Мой младший братишка отворил двери лавки, принес нашу огромную серую кошку Туснельду и опустил ее на пол перед собакой. Кошка метнулась во двор, собака за ней. Назревший спор родителей был разрешен.
Все, чему покровительствовала матушка, было священно: пришельцу соорудили во дворе будку, ночью он караулил под окнами, за которыми спала матушка, и не упускал лакомого куска. Дедушка считал пса бродягой и ждал, что он снова убежит, но пес остался. Мы назвали его Флок, он защищал всех членов семьи, бежал рядом с велосипедом, сопровождая деда в поле, а когда мерин начинал играть, Флок пытался его сдержать, отчего мерин приходил в еще большее неистовство, а дедушка чертыхался.
Три раза в неделю мы развозили хлеб по окрестным деревням. В летние каникулы эта обязанность возлагалась на нас с братом.
Одно удовольствие было сидеть под защитой парусинового навеса, не боясь ни ветра, ни дождя, ни палящего солнца. Фыркала лошадь, в такт позвякивали колечки и цепи постромок, облачка пыли взметались из-под лошадиных копыт. Я правил лошадью, брат продавал хлеб. И вот однажды мы не послушались дедушки и взяли с собой Флока, он резво бежал за фургоном.

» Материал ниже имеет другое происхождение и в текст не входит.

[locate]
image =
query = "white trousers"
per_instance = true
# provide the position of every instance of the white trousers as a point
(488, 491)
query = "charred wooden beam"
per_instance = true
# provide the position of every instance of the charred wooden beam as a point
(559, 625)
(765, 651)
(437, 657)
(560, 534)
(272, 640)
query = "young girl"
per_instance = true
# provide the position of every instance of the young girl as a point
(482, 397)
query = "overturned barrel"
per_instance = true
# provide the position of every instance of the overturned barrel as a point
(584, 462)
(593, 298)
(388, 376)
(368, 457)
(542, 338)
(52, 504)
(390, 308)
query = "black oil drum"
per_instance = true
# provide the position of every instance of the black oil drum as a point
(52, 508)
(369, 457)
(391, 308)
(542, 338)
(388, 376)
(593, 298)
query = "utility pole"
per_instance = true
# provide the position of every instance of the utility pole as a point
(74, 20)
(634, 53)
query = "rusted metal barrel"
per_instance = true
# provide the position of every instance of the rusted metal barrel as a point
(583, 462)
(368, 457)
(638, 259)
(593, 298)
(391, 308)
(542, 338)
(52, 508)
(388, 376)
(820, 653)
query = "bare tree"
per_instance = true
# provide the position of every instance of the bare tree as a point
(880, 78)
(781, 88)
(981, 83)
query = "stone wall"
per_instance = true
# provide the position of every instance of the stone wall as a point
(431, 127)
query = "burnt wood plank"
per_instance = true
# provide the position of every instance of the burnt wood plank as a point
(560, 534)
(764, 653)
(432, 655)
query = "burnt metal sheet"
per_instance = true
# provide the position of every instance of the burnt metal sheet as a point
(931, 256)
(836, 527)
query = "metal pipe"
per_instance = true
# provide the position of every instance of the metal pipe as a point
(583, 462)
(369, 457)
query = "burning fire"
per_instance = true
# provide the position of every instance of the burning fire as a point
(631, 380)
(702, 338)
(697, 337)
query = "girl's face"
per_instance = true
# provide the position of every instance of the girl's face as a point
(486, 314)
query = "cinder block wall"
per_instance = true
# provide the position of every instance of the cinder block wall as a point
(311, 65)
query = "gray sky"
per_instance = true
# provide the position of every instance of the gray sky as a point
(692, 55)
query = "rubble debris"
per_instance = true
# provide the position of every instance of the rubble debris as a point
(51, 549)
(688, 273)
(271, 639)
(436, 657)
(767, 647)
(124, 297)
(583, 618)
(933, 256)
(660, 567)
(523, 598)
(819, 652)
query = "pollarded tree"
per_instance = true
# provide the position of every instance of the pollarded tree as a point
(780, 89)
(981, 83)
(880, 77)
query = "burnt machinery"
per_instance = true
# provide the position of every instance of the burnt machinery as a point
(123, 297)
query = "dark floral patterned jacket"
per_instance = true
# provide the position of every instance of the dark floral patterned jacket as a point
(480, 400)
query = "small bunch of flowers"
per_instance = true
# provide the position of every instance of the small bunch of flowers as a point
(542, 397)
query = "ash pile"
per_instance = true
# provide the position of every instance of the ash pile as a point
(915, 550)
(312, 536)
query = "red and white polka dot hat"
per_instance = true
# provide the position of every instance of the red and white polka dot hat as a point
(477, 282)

Мы выехали на шоссе. Наш гнедой не переносил автомобилей, стоило показаться на дороге машине, как он шарахался увлекая нас в канаву. Я заранее вытянул его кнутом, чтоб он
и думать позабыл про свои штучки, он тут же перешел в галоп. Я попытался сдержать его. Флок вырвался вперед и залаял. Я натянул вожжи, мерин вздыбился, собака отлетела в сторону, мерин направился к ней. Дело принимало опасный поворот.
Мой брат не переносил лихой езды, он повалился на дно повозки и уткнулся лицом в ладони. Впереди показался грузовик. Меня пронизало внезапное желание — пусть переедет чертову собаку. И тут же раздался визг, а потом только грохот колес. Мне удалось остановить мерина.
— Что случилось? — спросил брат.
— Боюсь, уж не задавили ли они собаку,— сказал я.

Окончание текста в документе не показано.